We zijn al uren verder als de draak ineens lager begint te vliegen, zijn koers richting een meertje gezet. Opgelucht haal ik adem. Mijn hele lichaam is verkleumt en mijn vingers zijn verkrampt van het vasthouden aan de draak zijn rug Met de ondergaande zon mee neemt de draak een duikvlucht, en meteen lijken we ons alle vier te beseffen dat het nu of nooit is.

'We moeten springen als hij laag genoeg is!' roept Harry naar achteren. 'Gewoon je in het water laten glijden, voordat hij doorheeft dat we op zijn rug zitten!'

In spanning wachten we af, tot we onze eigen gezichten konden onderscheiden in de weerspiegeling van het water. 

'NU!' 

Op Harry's teken zet ik af en val met mijn voeten naar beneden het veel te koude water in. Direct zak ik meters diep naar beneden, omdat we toch nog op een redelijke hoogte zaten. Met behulp van mijn toverstok schiet ik weer omhoog tot ik, luid hoestend, aan het oppervlakte kom. 

'Iedereen oké?' vraag ik, als ook Hermelien en Ron naar adem snakkend weer boven komen. De draak was indertussen aan de overkant van het meer geland.

'Ja,' puft Harry. 'Laten we naar de oever gaan.' 

Dat is makkelijker gezegd dan gedaan. Met moeite zwemmen we naar de oever en waden we ons door de modderige ondergrond. Ik zou wel een warme douche en een zacht bed, of hangmat, kunnen gebruiken momenteel. Daar aangekomen, ploffen we allemaal uitgeput op onze ruggen neer. Ik kijk vermoeid toe hoe Harry hun rijtje beschermingsspreuken afgaat, en zich daarna bij ons voegt. 

Hermelien tovert stilletjes een voorraad pompoensap en schone kleding uit haar oneindig diepe tasje en overhandigt het aan de jongens. 

'Ik heb geen kleding voor jou, Kat,' zegt ze verontschuldigend. Ik kijk naar mijn kletsnatte kleding. In de broek zitten scheuren, waaronder grote schaafwonden te zien zijn van het avontuur in de grotten van de bank. De mouw van mijn linkerarm is weggebrand door het schild in de kluis, en de rest van mijn shirt zit onder het bloed en resten modder of stof. Zelfs het meer heeft de viezigheid niet kunnen weg wassen.

'Kan je me droog maken?' vraag ik. 'Ik doe wel nieuwe kleding aan als ik weer op Zweinstein ben.'

Hermelien zwaait met haar toverstok en een soort warme wind trekt langs me. Mijn voorheen doorweekte shirt en broek zijn weer zo goed als droog, maar de viezigheid en scheuren is helaas niet verdwenen. Ik ben blij dat het oude kleding was die ik vanochtend heb aangetrokken. Terwijl de anderen het pompoensap naar binnen gieten, smeer ik wat elixer van essenkruid op de ergste wonden die ik heb. 

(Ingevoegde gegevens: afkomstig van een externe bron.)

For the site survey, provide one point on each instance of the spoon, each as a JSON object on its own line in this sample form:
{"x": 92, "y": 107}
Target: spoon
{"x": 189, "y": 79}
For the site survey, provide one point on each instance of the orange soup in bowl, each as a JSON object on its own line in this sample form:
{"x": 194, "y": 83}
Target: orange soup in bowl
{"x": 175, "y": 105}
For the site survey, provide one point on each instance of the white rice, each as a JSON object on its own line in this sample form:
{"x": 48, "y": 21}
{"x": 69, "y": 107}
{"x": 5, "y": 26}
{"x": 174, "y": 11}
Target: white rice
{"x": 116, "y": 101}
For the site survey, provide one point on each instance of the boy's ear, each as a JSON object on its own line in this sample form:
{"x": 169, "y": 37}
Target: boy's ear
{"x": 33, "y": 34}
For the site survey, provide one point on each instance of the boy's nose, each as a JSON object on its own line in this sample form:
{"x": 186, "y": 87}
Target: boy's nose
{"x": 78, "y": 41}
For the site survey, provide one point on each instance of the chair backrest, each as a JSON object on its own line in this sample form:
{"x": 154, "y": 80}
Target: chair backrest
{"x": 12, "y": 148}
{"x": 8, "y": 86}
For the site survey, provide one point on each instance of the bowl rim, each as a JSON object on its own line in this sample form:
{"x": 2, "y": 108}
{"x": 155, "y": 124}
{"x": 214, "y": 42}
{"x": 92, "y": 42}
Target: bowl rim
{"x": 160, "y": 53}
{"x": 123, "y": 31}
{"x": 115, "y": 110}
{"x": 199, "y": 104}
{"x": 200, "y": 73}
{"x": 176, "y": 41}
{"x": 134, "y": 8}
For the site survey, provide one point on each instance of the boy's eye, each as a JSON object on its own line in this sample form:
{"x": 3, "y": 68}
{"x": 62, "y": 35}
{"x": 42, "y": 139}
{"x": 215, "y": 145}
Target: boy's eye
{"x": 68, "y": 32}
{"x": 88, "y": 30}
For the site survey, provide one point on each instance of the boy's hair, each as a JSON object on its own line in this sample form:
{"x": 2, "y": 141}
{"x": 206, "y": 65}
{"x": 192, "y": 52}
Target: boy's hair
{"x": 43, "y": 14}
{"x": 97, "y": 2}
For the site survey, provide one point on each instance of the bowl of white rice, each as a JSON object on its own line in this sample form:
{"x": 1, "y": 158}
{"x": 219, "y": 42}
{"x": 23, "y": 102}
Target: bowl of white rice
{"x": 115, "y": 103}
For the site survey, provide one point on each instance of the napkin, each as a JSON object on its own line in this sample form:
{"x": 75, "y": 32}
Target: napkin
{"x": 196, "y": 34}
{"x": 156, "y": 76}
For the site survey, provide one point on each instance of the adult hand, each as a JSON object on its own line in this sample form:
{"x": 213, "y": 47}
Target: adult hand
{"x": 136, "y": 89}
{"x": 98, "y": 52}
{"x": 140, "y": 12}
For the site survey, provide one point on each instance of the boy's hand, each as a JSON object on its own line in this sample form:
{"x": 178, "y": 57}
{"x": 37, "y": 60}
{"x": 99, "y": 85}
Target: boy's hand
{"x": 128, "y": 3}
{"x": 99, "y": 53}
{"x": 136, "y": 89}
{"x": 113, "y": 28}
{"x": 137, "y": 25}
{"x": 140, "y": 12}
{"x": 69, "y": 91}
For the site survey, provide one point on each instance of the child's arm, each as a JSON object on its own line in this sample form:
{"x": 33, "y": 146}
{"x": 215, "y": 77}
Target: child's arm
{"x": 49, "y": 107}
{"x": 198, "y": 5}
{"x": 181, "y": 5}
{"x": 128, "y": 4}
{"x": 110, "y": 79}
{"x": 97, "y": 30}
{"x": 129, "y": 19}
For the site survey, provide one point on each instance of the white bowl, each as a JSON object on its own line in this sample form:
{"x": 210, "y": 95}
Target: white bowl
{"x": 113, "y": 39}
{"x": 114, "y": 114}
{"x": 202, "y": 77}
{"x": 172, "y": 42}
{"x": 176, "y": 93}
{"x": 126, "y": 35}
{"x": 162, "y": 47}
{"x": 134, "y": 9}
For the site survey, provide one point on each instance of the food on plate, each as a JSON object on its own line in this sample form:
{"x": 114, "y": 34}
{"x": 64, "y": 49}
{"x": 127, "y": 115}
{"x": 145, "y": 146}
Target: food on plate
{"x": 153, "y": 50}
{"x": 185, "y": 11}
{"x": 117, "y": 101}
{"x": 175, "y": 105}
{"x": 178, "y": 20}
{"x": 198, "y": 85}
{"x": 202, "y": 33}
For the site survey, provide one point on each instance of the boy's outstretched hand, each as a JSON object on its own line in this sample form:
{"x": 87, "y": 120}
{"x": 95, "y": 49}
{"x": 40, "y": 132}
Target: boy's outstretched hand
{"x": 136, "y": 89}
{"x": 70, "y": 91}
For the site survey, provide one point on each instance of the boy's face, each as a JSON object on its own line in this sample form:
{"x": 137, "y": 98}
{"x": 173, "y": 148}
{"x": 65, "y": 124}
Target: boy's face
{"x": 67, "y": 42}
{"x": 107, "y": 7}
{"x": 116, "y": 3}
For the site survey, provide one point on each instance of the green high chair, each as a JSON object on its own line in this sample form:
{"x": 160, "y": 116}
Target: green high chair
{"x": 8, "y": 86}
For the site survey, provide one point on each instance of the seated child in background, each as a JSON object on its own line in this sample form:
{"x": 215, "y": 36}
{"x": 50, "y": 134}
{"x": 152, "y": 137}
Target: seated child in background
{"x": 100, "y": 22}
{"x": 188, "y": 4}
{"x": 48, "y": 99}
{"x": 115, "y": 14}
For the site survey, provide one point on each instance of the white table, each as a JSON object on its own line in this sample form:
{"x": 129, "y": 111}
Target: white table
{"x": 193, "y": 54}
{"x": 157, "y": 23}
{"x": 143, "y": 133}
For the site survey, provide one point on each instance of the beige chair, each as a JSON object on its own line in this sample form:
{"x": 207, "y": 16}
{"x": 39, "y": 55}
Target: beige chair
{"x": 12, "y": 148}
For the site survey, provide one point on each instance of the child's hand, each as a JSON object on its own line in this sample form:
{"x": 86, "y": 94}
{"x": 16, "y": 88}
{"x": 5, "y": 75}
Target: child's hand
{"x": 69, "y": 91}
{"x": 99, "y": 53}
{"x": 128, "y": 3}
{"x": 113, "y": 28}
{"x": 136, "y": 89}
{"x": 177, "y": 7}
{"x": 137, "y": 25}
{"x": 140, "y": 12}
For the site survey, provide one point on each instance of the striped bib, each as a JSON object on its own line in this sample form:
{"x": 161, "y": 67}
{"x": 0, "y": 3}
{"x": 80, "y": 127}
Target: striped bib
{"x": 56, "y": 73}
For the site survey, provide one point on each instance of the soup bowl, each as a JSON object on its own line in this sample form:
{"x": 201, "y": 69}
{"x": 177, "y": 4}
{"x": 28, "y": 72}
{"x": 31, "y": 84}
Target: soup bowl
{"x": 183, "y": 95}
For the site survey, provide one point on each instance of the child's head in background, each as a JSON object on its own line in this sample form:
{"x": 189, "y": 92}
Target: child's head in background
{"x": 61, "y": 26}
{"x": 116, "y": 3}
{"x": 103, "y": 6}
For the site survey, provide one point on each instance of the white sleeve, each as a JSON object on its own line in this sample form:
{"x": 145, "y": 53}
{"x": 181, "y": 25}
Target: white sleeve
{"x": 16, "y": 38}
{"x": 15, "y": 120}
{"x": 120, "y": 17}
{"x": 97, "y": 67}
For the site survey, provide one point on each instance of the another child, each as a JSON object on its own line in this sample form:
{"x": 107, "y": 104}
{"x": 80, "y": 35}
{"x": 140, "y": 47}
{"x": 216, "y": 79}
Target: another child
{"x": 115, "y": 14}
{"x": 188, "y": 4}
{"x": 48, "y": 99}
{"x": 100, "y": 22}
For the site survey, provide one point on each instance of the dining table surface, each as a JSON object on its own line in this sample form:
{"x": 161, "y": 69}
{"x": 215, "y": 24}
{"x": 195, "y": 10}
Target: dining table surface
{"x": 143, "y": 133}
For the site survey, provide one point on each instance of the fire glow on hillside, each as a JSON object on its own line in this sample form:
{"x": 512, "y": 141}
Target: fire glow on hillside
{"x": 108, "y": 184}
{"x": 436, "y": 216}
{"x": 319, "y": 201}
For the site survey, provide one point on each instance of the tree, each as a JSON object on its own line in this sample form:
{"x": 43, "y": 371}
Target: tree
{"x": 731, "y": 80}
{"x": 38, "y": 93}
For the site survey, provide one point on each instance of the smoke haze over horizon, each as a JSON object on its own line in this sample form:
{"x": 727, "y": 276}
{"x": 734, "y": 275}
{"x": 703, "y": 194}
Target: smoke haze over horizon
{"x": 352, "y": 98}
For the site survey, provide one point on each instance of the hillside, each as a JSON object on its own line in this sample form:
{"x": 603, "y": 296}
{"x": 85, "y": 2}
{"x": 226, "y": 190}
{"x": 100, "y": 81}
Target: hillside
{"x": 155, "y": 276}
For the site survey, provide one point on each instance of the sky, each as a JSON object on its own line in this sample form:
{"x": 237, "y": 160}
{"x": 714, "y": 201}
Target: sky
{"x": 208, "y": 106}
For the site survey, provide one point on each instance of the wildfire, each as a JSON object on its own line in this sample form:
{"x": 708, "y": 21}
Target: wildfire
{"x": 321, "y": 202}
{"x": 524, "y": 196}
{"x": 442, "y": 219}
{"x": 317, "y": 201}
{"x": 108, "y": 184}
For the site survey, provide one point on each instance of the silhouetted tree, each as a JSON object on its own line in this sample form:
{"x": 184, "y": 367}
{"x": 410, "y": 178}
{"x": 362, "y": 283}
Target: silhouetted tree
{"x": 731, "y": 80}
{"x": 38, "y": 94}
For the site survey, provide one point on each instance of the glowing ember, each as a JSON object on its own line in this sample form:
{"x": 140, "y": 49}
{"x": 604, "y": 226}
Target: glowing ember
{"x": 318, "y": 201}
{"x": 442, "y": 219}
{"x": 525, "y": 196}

'Het goede nieuws is,' zegt Ron even later. 'Is dat we het gruzielment hebben. Het slechte nieuws daarentegen-'

'-Is dat we geen zwaard meer hebben,' maakt Harry chagrijnig af. 'Met dank aan die vieze verrader.'

'Het zwaard van Griffoendor heeft geen eigenaar,' zeg ik zachtjes. De anderen kijken verbaasd op.

'Hoe bedoel je?' vraagt Hermelien, die ook de elixer in haar handen heeft. 'We hebben hem de afgelopen weken bij ons gehad.'

'Dat komt omdat het zwaard aanvoelde dat jullie, als Griffoendors, zijn hulp nodig hadden. Grijphaak had zijn hulp niet nodig en wilde het zwaard alleen voor hemzelf. Het zwaard zal inmiddels zijn verdwenen, terug naar waar de Griffoendors hem het snelste zullen vinden: Zweinstien.' Ik grinnik even bitter. 'Over Grijphaak gesproken, die leeft niet lang meer, dus hij zou er sowieso weinig lol van hebben.'

'Zou die draak het wel overleven, denk je?' vraagt Hermelien bezorgd, die er liever niet achter lijkt te willen komen hoe ik weet dat Grijphaak snel zal sterven. 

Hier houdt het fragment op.